Alberta earmarks $15M for livestock disease and food safety surveillance, lab facilities

Edmonton, AB September 2, 2003 Plans for a new livestock testing facility, along with enhanced surveillance programs and improvements to existing lab facilities, have been unveiled by the Alberta government.

“We know that both Albertans and our international trading partners must be confident in our testing and surveillance systems,” says Shirley McClellan, minister of agriculture, food and rural development (AAFRD). “Let me be clear these changes are about more than simply BSE they’re about ensuring that Alberta has cutting-edge expertise and facilities to deal with emerging animal disease and food safety challenges.”

The enhancements to surveillance, which include cross-training staff to deal with surges, hiring two more veterinary pathologists and increased efficiencies in lab procedures, will provide the AAFRD with the capacity to deal with surges in sample numbers for testing, ensuring appropriate turnaround time for Transmissible Spongiform Encephalopathy tests.
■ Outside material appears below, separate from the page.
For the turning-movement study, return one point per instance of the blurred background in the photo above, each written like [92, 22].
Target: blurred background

As well, improvements to the already-existing lab facilities are intended make it easier for the province to adhere to the Canadian Food Inspection Agency’s enhanced surveillance requirements.

There are three components to the renovations being made, which are:

– The agriculture, food and rural development department (AAFRD) will renovate its existing animal post-mortem room to increase biological containment to level 2. This area is for initial processing of whole dead animals or portions of animals, such as the processing of bovine heads to remove the brain for Bovine Spongiform Encephalopathy (BSE) testing. Construction will also include a new histology lab to increase the department’s capabilities in these testing methods.

– In addition, AAFRD is already renovating existing laboratory space to allow for enhanced surveillance of cattle for BSE as well as elk and deer for Chronic Wasting Disease using rapid screening methods. It says that additional precautions beyond what is required for containment level 2 will further increase worker safety through training and changes in laboratory procedure.

– Finally, the government will construct a new containment level 3 laboratory to allow increased safety in handling of level 3 agents such as BSE. The lab will be located in Edmonton at the OS Longman Building site. Plans for the facility are currently being drawn up, with construction expected to begin in spring 2004 and opening of the new lab in spring 2005. Staffing will be a combination of existing personnel and new hires, according to David Hennig, a department spokesperson.

The enhancements to the already-existing facilities and the new lab will cost approximately $10 million. The enhancements to surveillance are expected to cost $5 million.